Genet Emeric, Gounfle Erasti, Bonnard Arnaud, Jaby Olivier, Wang Xavier Xu, Jung Camille, Biran Valérie, Rideau Aline, Durrmeyer Xavier

机构信息

Neonatal Intensive Care Unit, Centre Hospitalier Intercommunal de Créteil, 40 Avenue de Verdun, 94000, Créteil, France.
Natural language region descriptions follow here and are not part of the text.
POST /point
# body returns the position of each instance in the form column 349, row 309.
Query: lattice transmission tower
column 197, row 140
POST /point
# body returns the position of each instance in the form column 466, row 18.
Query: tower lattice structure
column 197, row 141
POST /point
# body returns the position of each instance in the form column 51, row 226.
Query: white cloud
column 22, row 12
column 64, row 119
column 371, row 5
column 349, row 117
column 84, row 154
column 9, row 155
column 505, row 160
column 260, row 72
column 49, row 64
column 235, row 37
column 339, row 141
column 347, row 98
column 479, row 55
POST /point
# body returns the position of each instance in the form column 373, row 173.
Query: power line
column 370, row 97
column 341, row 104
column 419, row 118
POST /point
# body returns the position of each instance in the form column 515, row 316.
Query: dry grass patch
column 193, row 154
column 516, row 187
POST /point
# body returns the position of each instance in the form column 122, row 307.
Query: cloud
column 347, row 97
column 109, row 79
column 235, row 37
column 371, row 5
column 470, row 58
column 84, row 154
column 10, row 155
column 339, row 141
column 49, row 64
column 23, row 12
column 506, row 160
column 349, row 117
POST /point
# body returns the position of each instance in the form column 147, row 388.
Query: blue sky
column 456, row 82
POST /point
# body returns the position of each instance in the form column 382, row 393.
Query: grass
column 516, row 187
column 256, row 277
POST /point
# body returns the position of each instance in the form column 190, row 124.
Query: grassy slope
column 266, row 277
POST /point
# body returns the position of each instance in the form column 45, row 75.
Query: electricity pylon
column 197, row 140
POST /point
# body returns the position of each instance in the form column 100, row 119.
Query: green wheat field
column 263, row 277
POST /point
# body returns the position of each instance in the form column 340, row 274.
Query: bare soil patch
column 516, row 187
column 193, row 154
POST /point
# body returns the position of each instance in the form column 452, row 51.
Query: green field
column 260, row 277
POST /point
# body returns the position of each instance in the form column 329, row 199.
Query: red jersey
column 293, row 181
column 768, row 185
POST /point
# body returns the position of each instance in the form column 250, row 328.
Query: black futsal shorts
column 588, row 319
Clinical Research Center, Centre Hospitalier Intercommunal de Créteil, Créteil, France.

出版信息

Eur J Pediatr. 2025 Feb 28;184(3):215. doi: 10.1007/s00431-025-06043-6.

Abstract

The purpose of this study was to compare two initial surgical strategies for spontaneous intestinal perforation (SIP) in a bi-centric cohort of extremely preterm and/or extremely low birthweight infants. Observational, retrospective study including infants born before 28 weeks of gestation and/or with birthweight < 1000 g, born between 2010 and 2020, operated for SIP in two type 3 centers. Infants were attributed to groups according to the surgical technique of the first intervention: primary anastomosis or suturing (PAS) or enterostomy (ES). The primary endpoint was the duration of parenteral nutrition (PN) analyzed using multivariate Cox model. Secondary endpoints included total number of surgeries under general anesthesia, morbidity and mortality at discharge, and outcomes at 2 years. Among 65 included patients, those in the PAS group (n = 46) had a higher median [IQR] CRIB II score than those from the ES group (n = 19) (11.5 [10-13] vs 8 [4-10], p = 0.01) and were more frequently operated in Robert Debré (78% vs 21%, p < 0.001) but had comparable other clinical characteristics at birth and at the time of surgery. As compared to the ES group, infants from the PAS group had a significantly higher probability of NP weaning after adjustment (adjusted hazard ratio 3.05, 95% CI [1.43-6.49]) and a significantly lower median [IQR] number of general anesthesia (1 [1-1] vs 2 [2-2], p < 0.001). At discharge and at age 2, there was no significant difference in outcomes between groups. Conclusion: Initial one-stage surgery for SIP in extremely preterm infants was associated with shorter NP duration and fewer general anesthesia in this study.

摘要

本研究的目的是比较在一个双中心队列中,针对极早产儿和/或极低出生体重儿的自发性肠穿孔(SIP)的两种初始手术策略。这是一项观察性、回顾性研究,纳入了2010年至2020年间出生于两个三级中心、孕周小于28周和/或出生体重低于1000克、因SIP接受手术的婴儿。根据首次干预的手术技术,将婴儿分为两组:一期吻合或缝合(PAS)组和肠造口术(ES)组。主要终点是使用多变量Cox模型分析的肠外营养(PN)持续时间。次要终点包括全身麻醉下的手术总数、出院时的发病率和死亡率以及2岁时的结局。在纳入的65例患者中,PAS组(n = 46)的CRIB II评分中位数[四分位间距]高于ES组(n = 19)(11.5 [10 - 13] vs 8 [4 - 10],p = 0.01),在罗伯特·德布雷医院接受手术的频率更高(78% vs 21%,p < 0.001),但在出生时和手术时具有可比的其他临床特征。与ES组相比,PAS组婴儿在调整后停止PN的可能性显著更高(调整后的风险比为3.05,95%置信区间[1.43 - 6.49]),全身麻醉的中位数[四分位间距]显著更低(1 [1 - 1] vs 2 [2 - 2],p < 0.001)。在出院时和2岁时,两组之间的结局没有显著差异。结论:在本研究中,极早产儿SIP的初始一期手术与较短的PN持续时间和较少的全身麻醉相关。